The European Union is entering a new era of cybersecurity regulation. With the Cyber Resilience Act (CRA) now in force and its first major compliance obligations taking effect from September 2026, organisations developing, manufacturing, or selling digital products must prepare for a fundamentally different regulatory landscape.
To help businesses, innovators, policymakers and technology leaders navigate these changes, Digital For Planet and Martel Innovate have published a new white paper.

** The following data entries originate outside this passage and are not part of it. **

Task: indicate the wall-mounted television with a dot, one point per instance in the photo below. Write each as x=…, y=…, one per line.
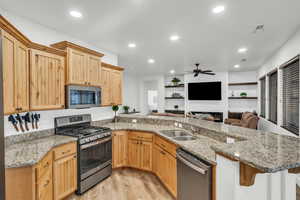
x=205, y=91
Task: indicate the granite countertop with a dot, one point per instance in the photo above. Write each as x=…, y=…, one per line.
x=29, y=153
x=199, y=147
x=266, y=151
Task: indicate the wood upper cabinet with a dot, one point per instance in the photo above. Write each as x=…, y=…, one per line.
x=119, y=149
x=106, y=87
x=15, y=75
x=116, y=84
x=112, y=86
x=83, y=64
x=77, y=67
x=94, y=70
x=47, y=81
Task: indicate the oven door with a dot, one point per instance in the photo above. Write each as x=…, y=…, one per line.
x=83, y=97
x=95, y=156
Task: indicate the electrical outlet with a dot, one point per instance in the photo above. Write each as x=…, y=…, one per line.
x=230, y=140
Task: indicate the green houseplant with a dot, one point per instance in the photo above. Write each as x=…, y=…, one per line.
x=115, y=108
x=175, y=81
x=126, y=109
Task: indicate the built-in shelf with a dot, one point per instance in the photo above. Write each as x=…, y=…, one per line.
x=245, y=83
x=242, y=97
x=175, y=86
x=174, y=97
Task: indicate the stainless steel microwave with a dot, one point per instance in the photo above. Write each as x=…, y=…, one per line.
x=82, y=96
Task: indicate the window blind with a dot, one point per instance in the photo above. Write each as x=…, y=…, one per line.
x=273, y=97
x=290, y=96
x=263, y=97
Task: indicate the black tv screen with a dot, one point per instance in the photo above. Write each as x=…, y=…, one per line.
x=205, y=91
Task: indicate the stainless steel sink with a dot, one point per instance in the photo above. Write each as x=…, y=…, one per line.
x=175, y=133
x=184, y=138
x=178, y=135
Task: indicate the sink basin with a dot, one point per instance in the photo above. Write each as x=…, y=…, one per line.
x=184, y=138
x=175, y=133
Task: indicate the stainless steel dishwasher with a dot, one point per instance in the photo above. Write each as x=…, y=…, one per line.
x=194, y=177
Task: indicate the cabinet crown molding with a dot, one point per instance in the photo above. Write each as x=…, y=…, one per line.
x=110, y=66
x=66, y=44
x=12, y=30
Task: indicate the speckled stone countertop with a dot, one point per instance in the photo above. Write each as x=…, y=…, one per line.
x=266, y=151
x=29, y=153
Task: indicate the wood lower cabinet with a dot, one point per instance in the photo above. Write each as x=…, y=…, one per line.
x=65, y=176
x=48, y=180
x=120, y=144
x=47, y=81
x=112, y=85
x=15, y=75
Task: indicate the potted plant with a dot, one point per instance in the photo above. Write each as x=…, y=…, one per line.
x=175, y=81
x=243, y=94
x=126, y=109
x=115, y=108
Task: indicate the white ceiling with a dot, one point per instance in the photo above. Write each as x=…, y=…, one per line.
x=210, y=39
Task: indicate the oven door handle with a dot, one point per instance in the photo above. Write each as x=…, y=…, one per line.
x=189, y=164
x=85, y=146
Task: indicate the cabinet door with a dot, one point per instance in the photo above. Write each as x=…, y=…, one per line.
x=106, y=87
x=171, y=173
x=9, y=81
x=94, y=70
x=116, y=84
x=45, y=187
x=134, y=158
x=146, y=155
x=119, y=149
x=22, y=77
x=65, y=177
x=77, y=67
x=47, y=81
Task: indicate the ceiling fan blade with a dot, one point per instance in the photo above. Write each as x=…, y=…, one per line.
x=205, y=71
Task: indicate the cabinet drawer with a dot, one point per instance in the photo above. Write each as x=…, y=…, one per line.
x=45, y=187
x=166, y=145
x=137, y=135
x=45, y=165
x=65, y=150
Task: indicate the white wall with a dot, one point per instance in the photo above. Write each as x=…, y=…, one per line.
x=242, y=105
x=46, y=36
x=289, y=50
x=209, y=106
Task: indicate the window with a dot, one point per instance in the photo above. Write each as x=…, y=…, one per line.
x=263, y=97
x=273, y=97
x=290, y=96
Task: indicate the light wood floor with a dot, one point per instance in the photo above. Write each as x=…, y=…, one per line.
x=127, y=184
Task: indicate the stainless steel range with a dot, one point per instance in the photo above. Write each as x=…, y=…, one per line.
x=94, y=149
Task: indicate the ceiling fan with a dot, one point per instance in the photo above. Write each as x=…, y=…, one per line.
x=198, y=71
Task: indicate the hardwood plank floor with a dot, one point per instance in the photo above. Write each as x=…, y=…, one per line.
x=127, y=184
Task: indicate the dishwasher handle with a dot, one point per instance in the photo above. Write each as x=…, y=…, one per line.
x=191, y=165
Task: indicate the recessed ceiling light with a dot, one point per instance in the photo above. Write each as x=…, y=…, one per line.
x=131, y=45
x=151, y=61
x=242, y=50
x=218, y=9
x=174, y=38
x=76, y=14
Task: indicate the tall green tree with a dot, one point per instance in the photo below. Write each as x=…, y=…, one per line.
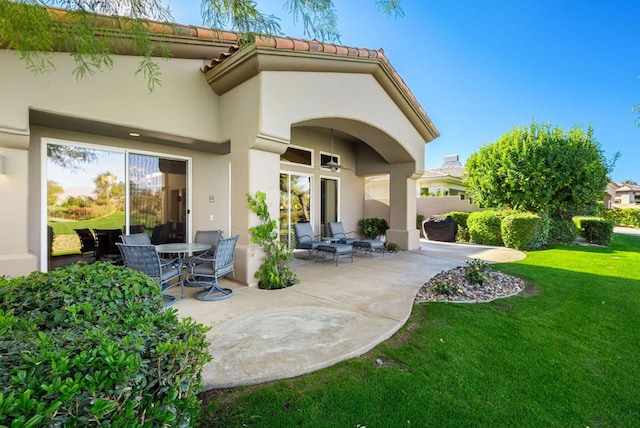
x=541, y=169
x=54, y=190
x=109, y=191
x=35, y=32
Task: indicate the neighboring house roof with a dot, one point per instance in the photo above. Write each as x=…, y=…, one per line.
x=623, y=188
x=227, y=43
x=628, y=188
x=450, y=168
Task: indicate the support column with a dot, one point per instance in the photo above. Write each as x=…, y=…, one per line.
x=255, y=169
x=402, y=207
x=15, y=258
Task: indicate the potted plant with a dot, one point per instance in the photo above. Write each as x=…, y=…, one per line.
x=274, y=272
x=373, y=227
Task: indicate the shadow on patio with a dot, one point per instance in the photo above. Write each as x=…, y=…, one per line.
x=333, y=314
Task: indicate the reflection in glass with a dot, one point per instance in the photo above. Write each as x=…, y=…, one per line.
x=295, y=204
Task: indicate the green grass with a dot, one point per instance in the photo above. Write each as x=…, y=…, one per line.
x=112, y=221
x=562, y=354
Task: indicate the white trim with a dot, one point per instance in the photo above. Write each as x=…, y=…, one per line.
x=339, y=191
x=306, y=149
x=328, y=154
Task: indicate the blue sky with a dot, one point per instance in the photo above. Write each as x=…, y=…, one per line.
x=481, y=68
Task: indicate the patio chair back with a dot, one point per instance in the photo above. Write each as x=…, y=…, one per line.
x=223, y=262
x=136, y=239
x=336, y=230
x=211, y=237
x=304, y=235
x=207, y=274
x=145, y=259
x=87, y=242
x=305, y=239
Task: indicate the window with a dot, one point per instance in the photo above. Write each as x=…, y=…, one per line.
x=297, y=156
x=325, y=158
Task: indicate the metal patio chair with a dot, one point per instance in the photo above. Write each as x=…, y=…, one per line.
x=206, y=273
x=145, y=259
x=305, y=239
x=336, y=230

EU Cyber Resilience Act: Trends, Challenges, and Opportunities
Written by Dr Anna Aseeva (Policy & Sustainability Expert at Digital For Planet) and PhD Candidate Karolina Gyurovszka (Policy Analyst and Consultant at Martel Innovate), the white paper provides a practical and strategic analysis of one of the most significant pieces of EU digital legislation in recent years.
Why the Cyber Resilience Act matters
The CRA introduces mandatory cybersecurity requirements for virtually every product with digital elements placed on the European market. From connected devices and industrial systems to software applications and IoT products, manufacturers will need to demonstrate that cybersecurity is embedded throughout the entire product lifecycle.
Much like the GDPR transformed the way organisations approached privacy, the CRA is expected to reshape how companies design, develop and maintain digital products—making security by design a legal requirement rather than a competitive advantage.
Importantly, the regulation does not only affect organisations based in the European Union. Any company wishing to market digital products in the EU, including Swiss companies and other international manufacturers, must comply with the new requirements. Failure to do so may result in significant financial penalties, product recalls, or restricted access to the European market.
What you’ll learn
The white paper explores both the legal framework and its practical implications, including:
- Why many experts describe the CRA as the “new GDPR” for cybersecurity
- The key compliance deadlines organisations need to prepare for
- The obligations placed on manufacturers, importers and distributors
- How the regulation affects SMEs, startups and open-source software communities differently
- The challenges of managing cybersecurity across increasingly complex software supply chains
- Strategic recommendations for organisations seeking to turn compliance into a competitive advantage.
The publication also includes a practical case-by-case evaluation framework to help organisations understand when open-source software falls within the scope of the CRA and what compliance obligations may apply.
Three key takeaways
The white paper highlights three messages every organisation should keep in mind:
- Security is becoming the new safety standard for digital products.
- Compliance is your passport to the European market, regardless of where your company is headquartered.
- Cyber resilience is a shared responsibility, requiring collaboration across development teams, suppliers, management and the wider software ecosystem.
Whether you are a technology company, startup, software developer, manufacturer, policy professional or cybersecurity expert, this white paper offers valuable insights into one of Europe’s most consequential digital regulations.